Witteman’s Fourth-Graders Become Her Students Again

For two first-year students, it’s the second time around taking a class with Dr. Barb Witteman – she also taught them in fourth grade.

Nine years ago, education professor Dr. Barbara Witteman headed back to elementary school. She took her sabbatical from Concordia and went to work full time filling in for a fourth-grade teacher who was on leave at Kennedy Elementary in Fargo. She knew it would be a great experience to once again use concepts in her own classroom that she was teaching to future educators. Witteman had no idea that two of her bright, young 9-year-olds would return to her as college students because of a practice near and dear to her heart: service-learning. 

“We never just sat in the classroom,” says Innocent Nsengiyumva ’22, who is now one of Witteman’s first-year college students. “We were making blankets and going on field trips [to help in our community].”  

When Nsengiyumva was accepted to Concordia, he had to sign up for an Inquiry Seminar. “There was one called ‘Hungry!’ so I clicked on it and her name popped up. I couldn’t believe it!” he says. Unfortunately, the class was already full. Undeterred, he sent Witteman an email and asked if he could still be added to the class. Witteman and the Registrar’s Office worked it out and Nsengiyumva was in. Soon, another former fourth-grader, Kiara Stroh ‘22, was also in the class.

Stroh also remembers the importance of doing service-learning in fourth grade. Their class in 2009 was an energetic bunch. Witteman said she knew she had to give them reasons beyond their own learning for coming to class each day. She embarked on service projects to encourage them to think beyond themselves and hopefully learn differently. When the students struggled with learning division, Witteman had them participate in a soap drive. The fourth-grade students were disappointed because they hadn’t collected as many bars of soap as another larger group of students at Fargo North, but that’s when Witteman’s sly tactics took over.

“I told them it was too bad we didn’t know how to do per capita,” Witteman says. “That’s how I conned them into learning long division.”

By looking at how many bars of soap per person had been collected, they discovered using per capita they had done better than the other class at Fargo North. “I never called it division again that year.” she says. “It was always per capita ... and they learned to do division!”
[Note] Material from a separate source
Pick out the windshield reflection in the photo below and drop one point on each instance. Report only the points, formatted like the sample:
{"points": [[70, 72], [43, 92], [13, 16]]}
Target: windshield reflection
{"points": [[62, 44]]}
Soap wasn’t the only project. Another big service opportunity for the fourth-graders was packing beans for the Salvation Army’s food distribution. That’s a project that Witteman still does. The beans, now donated by Cobber Bryan Boll ’96 and sent to the Emergency Food Pantry, are packed by fourth-graders at Washington Elementary in Fargo along with Witteman’s two sections of Inquiry students during Hands for Change, the first service-learning community project for new Concordia students.
 

“I guess this project has come full circle,” Witteman says as her college students headed back into a fourth-grade class to do service.

The students say their transition into college has been easier with a familiar, trusted face as their professor. And with a swell of pride Witteman says she is so honored to get to teach these students one more time and to have Innocent as one of her advisees this year.

“It is so exciting to see them grown up,” Witteman says. “They are both highly successful. I just love having them in class.”